How Is Your State Reacting to the Demands of a Post-9-11 World? With Fear and Racism, the Same Way It Reacts to Everything

This is not the face of American terrorism. It's the face of a teenager who's made a stupid mistake.

I know. I was a teenager once, the kind who made stupid mistakes regularly. I made that face a lot.

Now, what he did was really stupid. It was criminal, too, but it wasn't a terrorist act.

He made a pipe bomb. Actually, if you believe the chemistry professor quoted in this article, he made a pipe firecracker, a steroidal M-80, more of a danger to himself and his dreams of a future with all ten digits than American society and its values.

He made a stupid mistake, not a weapon of mass destruction.

It says a lot about us that after 9-11, we were so frightened we passed a law that classified almost everything that could go "pop" as a WMD, with criminal penalties to match. It says just as much about us that we are so frightened now that we are willing to charge a kid no one believes has any connection to terrorism with a statute designed to combat it, just to send a message.

It says we suck.

Because instead of passing and executing laws that address terrorist activity and punish its perpetrators, we're passing laws that terrorize the public and punish our children.

For doing childish things, for making childish mistakes.

And it's not just the absurdities of our post-9-11 lives that bother me. It's also the way we address legitimate concerns, like this, a Pakistani man filming high-rise buildings that house financial institutions, the kind of thing, we are told, we are suppose to be suspicious of. That a policeman questioned and--after receiving misleading answers and evasive behavior--arrested him seems right; yet, I find it more disturbing than comforting.

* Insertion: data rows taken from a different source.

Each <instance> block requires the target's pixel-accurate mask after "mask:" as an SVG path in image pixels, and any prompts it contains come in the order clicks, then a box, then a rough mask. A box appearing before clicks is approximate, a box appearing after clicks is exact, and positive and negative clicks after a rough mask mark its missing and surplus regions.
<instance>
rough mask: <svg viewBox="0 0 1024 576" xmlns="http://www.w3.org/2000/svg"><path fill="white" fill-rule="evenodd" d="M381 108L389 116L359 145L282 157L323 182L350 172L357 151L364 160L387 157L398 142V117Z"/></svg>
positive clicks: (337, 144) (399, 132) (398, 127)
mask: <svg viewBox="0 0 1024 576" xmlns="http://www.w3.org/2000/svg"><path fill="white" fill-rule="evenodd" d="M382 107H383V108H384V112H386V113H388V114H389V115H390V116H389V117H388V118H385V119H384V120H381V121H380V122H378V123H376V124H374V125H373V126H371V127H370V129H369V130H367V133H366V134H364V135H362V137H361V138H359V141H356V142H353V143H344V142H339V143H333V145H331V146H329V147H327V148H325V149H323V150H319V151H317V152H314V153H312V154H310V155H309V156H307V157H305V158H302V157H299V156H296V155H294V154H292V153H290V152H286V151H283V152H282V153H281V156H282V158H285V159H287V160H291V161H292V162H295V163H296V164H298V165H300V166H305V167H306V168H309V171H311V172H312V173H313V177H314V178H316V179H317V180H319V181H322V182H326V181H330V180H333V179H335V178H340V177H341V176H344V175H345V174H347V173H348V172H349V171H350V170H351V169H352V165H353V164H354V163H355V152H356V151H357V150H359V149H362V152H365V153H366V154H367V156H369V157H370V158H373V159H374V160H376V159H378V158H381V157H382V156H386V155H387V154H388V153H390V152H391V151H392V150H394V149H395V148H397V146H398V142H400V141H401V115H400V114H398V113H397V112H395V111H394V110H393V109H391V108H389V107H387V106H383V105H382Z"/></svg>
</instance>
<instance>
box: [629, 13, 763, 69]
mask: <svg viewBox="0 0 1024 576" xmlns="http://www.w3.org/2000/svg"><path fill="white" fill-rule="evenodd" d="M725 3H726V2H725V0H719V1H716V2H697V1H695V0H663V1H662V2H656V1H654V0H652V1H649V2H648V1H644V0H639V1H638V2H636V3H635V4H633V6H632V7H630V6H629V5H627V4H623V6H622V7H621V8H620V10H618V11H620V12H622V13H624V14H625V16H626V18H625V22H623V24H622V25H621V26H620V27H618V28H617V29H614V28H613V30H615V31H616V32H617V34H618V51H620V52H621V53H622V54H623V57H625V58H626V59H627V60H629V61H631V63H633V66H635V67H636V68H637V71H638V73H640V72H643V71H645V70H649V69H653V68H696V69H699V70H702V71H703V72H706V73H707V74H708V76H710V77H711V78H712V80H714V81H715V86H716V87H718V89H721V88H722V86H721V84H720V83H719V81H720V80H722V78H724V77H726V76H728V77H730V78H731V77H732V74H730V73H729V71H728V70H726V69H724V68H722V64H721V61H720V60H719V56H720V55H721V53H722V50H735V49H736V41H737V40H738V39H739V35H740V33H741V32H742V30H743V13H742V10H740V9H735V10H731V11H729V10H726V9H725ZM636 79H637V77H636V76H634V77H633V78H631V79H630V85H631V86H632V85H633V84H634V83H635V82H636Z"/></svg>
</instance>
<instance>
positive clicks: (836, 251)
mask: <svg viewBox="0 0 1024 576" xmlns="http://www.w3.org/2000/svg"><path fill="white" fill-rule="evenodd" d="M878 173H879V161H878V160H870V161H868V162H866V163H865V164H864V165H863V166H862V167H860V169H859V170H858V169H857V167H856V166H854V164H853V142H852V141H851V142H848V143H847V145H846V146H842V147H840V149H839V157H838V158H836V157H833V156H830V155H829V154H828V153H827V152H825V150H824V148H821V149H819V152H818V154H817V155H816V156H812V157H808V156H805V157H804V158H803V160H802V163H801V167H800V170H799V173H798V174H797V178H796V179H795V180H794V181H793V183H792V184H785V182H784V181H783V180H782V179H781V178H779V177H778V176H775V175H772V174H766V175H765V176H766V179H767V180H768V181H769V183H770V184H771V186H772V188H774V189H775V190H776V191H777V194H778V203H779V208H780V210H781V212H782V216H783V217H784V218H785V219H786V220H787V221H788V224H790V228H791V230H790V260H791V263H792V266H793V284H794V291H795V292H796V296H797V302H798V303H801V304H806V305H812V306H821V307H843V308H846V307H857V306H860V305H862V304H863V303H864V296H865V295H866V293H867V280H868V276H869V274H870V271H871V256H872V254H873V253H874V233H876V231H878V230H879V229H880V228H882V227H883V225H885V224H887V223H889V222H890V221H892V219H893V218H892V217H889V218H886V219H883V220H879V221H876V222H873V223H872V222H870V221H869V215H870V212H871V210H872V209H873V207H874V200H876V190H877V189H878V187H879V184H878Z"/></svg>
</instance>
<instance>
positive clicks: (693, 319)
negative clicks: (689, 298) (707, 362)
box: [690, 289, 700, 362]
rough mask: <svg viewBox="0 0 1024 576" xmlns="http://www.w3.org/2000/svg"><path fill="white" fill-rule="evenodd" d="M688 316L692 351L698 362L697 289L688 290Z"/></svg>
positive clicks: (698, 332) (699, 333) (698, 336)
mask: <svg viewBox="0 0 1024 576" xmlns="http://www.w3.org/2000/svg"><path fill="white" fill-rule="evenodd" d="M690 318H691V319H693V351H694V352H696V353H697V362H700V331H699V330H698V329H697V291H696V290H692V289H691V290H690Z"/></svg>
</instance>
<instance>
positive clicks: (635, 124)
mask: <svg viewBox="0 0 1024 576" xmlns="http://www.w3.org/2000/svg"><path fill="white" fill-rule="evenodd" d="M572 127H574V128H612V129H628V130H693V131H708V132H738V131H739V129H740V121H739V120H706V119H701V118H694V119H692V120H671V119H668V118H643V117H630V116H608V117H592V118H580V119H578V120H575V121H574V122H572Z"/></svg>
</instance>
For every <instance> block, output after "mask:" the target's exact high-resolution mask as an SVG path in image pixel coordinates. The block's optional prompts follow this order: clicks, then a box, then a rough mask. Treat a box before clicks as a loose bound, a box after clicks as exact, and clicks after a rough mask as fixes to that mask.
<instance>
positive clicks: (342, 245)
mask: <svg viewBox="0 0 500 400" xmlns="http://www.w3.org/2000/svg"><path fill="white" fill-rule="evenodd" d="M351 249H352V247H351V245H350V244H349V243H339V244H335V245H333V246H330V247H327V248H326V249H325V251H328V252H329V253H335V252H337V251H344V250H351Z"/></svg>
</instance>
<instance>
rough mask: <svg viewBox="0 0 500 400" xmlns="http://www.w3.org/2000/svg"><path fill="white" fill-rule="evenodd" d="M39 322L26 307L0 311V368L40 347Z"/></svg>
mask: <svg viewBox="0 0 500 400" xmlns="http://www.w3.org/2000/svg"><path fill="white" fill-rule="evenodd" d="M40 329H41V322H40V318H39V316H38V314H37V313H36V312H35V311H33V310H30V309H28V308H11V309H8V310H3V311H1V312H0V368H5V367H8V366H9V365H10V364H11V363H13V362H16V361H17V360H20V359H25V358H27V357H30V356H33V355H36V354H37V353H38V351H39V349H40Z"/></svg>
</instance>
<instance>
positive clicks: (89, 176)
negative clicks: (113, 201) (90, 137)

Part of it comes from a concern and sensitivity to what has happened to civil rights over the last few years, so I'm open to the charge that I'm overreacting, that all of what happened was legit. I admit that.

Part of it is the racial aspect, the knowledge that a white guy filming office buildings--despite the fact that Timothy McVeigh and his ilk, in an act of domestic terrorism, destroyed a federal building and the hundreds of lives within it--would have been ignored, believed to have been a tourist or an architectural student or whatever and beyond suspicion.

But most of it comes from a concern that we have grown of afraid of living in an open and free society.

What he was doing sounds suspicious to me, too. It does, but that doesn't stop me from believing that what he was doing was perfectly legal and that he should have been left alone.

It isn't illegal to photograph skyscrapers, and it isn't unthinkable that a person of Middle Eastern descent would offer misleading statements to the police, try to evade questioning, when you consider the way our government has been treating its terrorism suspects. (Case in point: He was arrested a month ago, and he remains in government custody, despite the fact that the government has not established a single connection between him and any known terrorist organization or plan.) Outside of a few immigration paper errors, he has done nothing wrong.

We, on the other hand, have. Living in our society, freely and openly, is inherently dangerous. We are free to peddle dangerous ideas in the market place; we are free to engage in activities that others might find strange and suspicious. We are free to say and do anything that isn't expressly forbidden by our laws. We have a founding document that protects our rights to do so. Yet, here, we are, pretending none of that is true. Here, we are frightening children, and terrorizing immigrants.

We should be better than that; we should be braver than that.